The Phantom of the Open is nowhere near the best film of the year but I think it will end up being the one that I enjoyed watching the most.
Based on a true story, Maurice Flitcroft (Mark Rylance) is a crane driver in Barrow-in-Furness. Faced with the threat of redundancy, Maurice decides that he will take up golf and enters the British Open. He ends up scoring the worst round in the competition's history and becomes a popular hero, much to the chagrin of the golf establishment.
The true story is really quirky. Flitcroft wasn't simply just an amateur, he was a complete non-golfer whose very first round was one of the biggest competitions in the world! He entered the Open at various times using false personas including 'frenchman' Gerald Hoppy. His twin sons were world disco dance champions. It really is one of those stories that you can't make up.

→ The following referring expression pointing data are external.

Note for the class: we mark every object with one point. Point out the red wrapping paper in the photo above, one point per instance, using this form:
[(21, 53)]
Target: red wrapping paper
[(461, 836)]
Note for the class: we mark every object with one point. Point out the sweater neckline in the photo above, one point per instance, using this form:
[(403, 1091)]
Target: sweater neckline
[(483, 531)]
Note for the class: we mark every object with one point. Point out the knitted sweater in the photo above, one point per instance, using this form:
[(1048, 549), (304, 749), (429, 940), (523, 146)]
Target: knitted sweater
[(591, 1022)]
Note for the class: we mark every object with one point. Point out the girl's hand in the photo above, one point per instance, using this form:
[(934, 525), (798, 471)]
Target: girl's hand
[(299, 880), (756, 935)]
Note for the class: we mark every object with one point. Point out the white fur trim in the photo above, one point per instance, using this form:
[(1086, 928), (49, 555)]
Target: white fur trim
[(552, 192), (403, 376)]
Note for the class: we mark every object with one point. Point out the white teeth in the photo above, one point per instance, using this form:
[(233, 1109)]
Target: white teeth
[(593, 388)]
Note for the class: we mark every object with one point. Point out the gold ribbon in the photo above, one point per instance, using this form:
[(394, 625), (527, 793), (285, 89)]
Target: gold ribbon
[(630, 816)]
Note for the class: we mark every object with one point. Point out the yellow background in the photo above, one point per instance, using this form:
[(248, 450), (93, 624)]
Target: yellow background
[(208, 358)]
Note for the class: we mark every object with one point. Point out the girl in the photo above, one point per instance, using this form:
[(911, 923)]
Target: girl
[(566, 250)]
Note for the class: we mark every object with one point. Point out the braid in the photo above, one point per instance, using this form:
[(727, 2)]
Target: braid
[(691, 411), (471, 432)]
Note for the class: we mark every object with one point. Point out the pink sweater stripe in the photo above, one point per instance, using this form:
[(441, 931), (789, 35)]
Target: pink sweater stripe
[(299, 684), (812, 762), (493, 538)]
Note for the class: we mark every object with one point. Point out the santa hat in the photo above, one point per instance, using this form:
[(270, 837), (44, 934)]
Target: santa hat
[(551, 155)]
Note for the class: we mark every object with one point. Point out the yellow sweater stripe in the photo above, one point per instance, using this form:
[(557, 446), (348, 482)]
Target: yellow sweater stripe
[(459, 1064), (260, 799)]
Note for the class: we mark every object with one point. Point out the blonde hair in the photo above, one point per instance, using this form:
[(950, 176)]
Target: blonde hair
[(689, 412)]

This does feel like the typical plucky British underdog story. It does eschew many sports film clichés due to the fact that it's clear that Flitcroft is never likely to even muster a decent golf score let alone win anything. It doesn't do anything especially unusual and I suspect I will forget many of the details very quickly.
But more than anything, this is such an uplifting story. Mark Rylance manages to make Flitcroft a genuinely likeable character- until the very end of the film there's no sense of irony about what he is doing, he's naïve rather than in on the joke. Screenwriter Simon Farnaby also wrote for Paddington and Flitcroft has a similar feel to the famous bear, in the way he's likeable, kind and uncomplicated.
I really like the way the family is pitched as a big part of this film. We see how Flitcroft fell in love with his wife Jean (Sally Hawkins in a role she can play in her sleep) and the film never goes down the line of having Jean and Maurice fall out- she's always supportive. Maurice passes on his belief he can do anything to his disco dancing twins but his relationship with stepson Michael is more complicated, leading to some conflict.
It follows a well-worn formula but this is one of the better British underdog movies, thanks not least to Mark Rylance as the lead, but more than anything it's just a really joyful film to watch.